Bottle shows, yeah, those can have merit, but having to so twenty-six episodes a year actually hurt Star Trek more than it helped. And let's be honest, half the time there were probably only ten good episodes a season anyway. And given how often Berman era Trek recycled storylines, it seems they were having trouble filling twenty-six episodes every year. And hell, by the mid 90s the Star Treks were the only shows still doing twenty-six episode seasons, everyone else were doing twenty-two to twenty-four. Star Trek really would have benefitted from cutting their seasons down by at least two episodes.
In modern times, you can forget about twenty episode seasons or longer. Only the networks do seasons like that, and even that's not even a guarantee anymore. And Star Trek or any sci-fi show couldn't last on a network anymore. Just look at The Orville.
This is why I think the US TV Seasonal Structure needs a over-haul to a Trimester System.
Japan bases their TV seasons on a "Quarter Cycle", but in my opinion, they've mastered that style and it works for them.
In the US, we haven't, and many shows that do go for the 2x Calender Seasons per year end up with too many episodes to make.
Doesn't matter if it's 22-26 eps per year, that's ALOT of eps.
That is true, but on balance, I think Trek -- and entertainment in general -- was better when it had more limitations. There are very few people who would argue the premise that Wrath of Khan is not only one Trek's best efforts ever, but one of the best sci-fi films of all time. Yet it was made on an $11 million budget stretched so thin that the Enterprise and the Reliant were the same set.
Nicholas Meyer likes to say "art thrives on restrictions" and I think that's true. These seemingly unlimited production budgets coupled with the technology available today have led to, IMHO, less creativity across the board. No, I'm not saying all modern productions are bad. But I think the limitations that used to be placed on entertainment by budget and technology actually resulted in some of the best movies and episodes.
I concur, limitations are important, especially episode $/time budgets & episode quantity limitations, but I think 9-11 episodes a year is too few.
Imagine if a TV show Production had "More Time" to make each episode, instead of 1 week, per episode, they get 2 weeks per episode.
Imagine what that could do for the quality of each episode!?!?!
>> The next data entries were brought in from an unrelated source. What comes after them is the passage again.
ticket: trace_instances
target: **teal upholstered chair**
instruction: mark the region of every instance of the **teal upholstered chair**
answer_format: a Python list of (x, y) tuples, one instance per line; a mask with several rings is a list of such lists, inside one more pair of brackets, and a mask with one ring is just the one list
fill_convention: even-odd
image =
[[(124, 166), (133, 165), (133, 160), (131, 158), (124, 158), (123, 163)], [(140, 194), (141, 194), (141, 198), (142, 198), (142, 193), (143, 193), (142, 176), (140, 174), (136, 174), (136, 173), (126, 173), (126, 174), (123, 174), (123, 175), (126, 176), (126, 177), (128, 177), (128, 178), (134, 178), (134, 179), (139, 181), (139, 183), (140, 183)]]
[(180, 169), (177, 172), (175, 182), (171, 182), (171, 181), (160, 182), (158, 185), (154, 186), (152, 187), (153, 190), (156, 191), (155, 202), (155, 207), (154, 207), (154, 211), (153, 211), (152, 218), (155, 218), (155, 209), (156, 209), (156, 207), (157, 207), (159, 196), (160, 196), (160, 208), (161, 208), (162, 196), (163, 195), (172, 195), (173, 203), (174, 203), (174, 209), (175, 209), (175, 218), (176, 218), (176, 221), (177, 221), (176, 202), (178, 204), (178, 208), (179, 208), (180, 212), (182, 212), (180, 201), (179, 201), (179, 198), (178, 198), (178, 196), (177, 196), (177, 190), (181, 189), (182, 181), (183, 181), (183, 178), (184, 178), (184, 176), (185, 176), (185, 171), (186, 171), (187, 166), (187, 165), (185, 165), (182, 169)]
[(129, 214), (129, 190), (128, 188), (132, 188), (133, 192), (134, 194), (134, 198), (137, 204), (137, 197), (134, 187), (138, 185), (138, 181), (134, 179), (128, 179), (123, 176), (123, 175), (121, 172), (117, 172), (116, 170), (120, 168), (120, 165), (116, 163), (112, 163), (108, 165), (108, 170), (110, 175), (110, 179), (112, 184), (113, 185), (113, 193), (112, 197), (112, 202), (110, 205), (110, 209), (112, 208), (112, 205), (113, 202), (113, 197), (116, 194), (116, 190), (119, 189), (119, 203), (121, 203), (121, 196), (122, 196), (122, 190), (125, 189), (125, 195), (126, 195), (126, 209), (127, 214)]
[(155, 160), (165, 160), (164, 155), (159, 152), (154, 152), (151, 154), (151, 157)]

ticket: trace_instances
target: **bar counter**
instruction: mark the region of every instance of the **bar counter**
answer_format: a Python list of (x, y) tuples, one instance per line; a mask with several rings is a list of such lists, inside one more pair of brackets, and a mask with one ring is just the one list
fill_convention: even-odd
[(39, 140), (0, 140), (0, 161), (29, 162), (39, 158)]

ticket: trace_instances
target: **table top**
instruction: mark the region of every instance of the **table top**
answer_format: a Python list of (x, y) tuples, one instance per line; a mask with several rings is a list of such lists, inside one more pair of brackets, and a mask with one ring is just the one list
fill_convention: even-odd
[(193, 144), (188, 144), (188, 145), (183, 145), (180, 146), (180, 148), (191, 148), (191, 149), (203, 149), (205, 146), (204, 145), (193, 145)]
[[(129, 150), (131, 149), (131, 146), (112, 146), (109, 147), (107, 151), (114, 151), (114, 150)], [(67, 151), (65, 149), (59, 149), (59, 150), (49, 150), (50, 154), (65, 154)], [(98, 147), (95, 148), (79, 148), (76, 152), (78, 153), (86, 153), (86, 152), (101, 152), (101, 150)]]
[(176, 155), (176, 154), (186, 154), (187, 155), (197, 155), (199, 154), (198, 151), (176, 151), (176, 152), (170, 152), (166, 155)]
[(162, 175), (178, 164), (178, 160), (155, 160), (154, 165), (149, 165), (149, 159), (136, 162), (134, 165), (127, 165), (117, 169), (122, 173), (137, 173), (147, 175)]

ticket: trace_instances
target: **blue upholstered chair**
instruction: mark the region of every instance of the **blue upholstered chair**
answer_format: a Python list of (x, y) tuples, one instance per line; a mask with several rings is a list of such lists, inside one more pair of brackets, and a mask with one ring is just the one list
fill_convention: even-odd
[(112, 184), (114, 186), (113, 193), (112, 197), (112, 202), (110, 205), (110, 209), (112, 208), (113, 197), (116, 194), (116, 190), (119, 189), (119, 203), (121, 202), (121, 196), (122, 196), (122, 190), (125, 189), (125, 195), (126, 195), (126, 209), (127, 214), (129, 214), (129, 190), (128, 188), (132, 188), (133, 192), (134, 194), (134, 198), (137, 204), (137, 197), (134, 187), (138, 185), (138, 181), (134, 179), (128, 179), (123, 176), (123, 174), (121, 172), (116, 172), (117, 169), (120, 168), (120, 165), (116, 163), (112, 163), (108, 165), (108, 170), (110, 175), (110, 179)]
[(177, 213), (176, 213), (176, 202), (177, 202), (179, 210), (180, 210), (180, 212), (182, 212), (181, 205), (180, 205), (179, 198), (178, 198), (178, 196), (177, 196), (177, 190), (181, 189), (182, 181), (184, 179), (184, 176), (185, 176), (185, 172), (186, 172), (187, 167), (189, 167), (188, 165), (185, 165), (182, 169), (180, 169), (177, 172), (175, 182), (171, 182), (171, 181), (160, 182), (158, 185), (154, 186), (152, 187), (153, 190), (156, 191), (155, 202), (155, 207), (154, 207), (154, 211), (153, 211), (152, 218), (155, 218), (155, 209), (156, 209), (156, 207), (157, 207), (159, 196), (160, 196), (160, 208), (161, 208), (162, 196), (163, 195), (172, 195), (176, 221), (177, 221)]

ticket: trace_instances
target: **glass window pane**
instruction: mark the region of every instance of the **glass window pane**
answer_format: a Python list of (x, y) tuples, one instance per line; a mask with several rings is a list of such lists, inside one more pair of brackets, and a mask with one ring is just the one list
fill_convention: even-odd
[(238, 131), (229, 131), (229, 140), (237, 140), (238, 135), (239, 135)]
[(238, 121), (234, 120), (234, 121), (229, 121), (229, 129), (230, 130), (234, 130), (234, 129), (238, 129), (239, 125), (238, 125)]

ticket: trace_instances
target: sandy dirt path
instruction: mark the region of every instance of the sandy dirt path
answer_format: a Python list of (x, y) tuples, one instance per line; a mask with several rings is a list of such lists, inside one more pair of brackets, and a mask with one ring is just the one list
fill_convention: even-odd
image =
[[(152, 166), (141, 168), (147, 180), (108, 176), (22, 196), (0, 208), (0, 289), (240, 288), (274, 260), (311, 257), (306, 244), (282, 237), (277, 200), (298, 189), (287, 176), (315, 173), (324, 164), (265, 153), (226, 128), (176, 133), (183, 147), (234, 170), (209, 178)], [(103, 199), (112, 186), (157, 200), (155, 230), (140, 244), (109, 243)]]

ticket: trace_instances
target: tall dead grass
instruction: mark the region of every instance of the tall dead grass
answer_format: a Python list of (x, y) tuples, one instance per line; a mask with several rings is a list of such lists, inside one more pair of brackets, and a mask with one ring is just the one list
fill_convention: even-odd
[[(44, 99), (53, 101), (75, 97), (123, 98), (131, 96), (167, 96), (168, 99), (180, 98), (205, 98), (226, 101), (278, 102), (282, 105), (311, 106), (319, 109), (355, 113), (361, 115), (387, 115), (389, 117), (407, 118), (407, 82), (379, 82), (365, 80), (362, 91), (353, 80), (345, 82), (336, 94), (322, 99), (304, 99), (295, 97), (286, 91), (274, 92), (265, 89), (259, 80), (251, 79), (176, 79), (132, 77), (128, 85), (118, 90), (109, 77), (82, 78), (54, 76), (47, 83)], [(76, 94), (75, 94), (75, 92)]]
So Imagine what a Full TV production crew can do with 2 weeks to shoot 60 minutes of content + Episode Prologue & Epilogue
instead of
1 week to shoot 40-45 minutes of content + Episode Prologue & Epilogue
This is why a Trimester Calender System where it's 3x Trimesters & 17 weeks/episodes per Trimester with 1 week set-aside for New Years programming that isn't attached to normal TV seasons.
That gives you that new "Goldi-Locks" zone IMO and it allows for deeper/longer shows w/o going too hard on the production crew like a 22-26 ep 1-hr show (40-45 minutes of content) would induce.
“Main Content” = 17x episodes of mostly 60 min Shows for “Main Content” = 1140 mins of main content
= 2x 120-min episodes reserved for the Season Premier & Finale episodes.
= 15x 60-min episodes for the standard episode length throughout the year.
26x 45-min episodess = 1170 mins
You can get a similar amount of "Actual Content" length while producing quality content, with fewer total episode counts while giving more room for the story to flow instead of that tight 40-45 minute budget per episde.
I REALLY love the new 1-hour or 60-min of actual content the streaming era allows.
I just wish it was consistent & that we got a bit more episodes.
That's why I'm such a big advocate of the Trimester Schedule.
It'll work for TV shows, it'll work for Academic Education, it'll work for ALOT of things IMO.
Splitting the Year into 4x Quarters = Too fast
Splitting the Year into 2x Semesters = Too slow
Splitting the Year into 3x Trimesters = "Just Right!" IMO.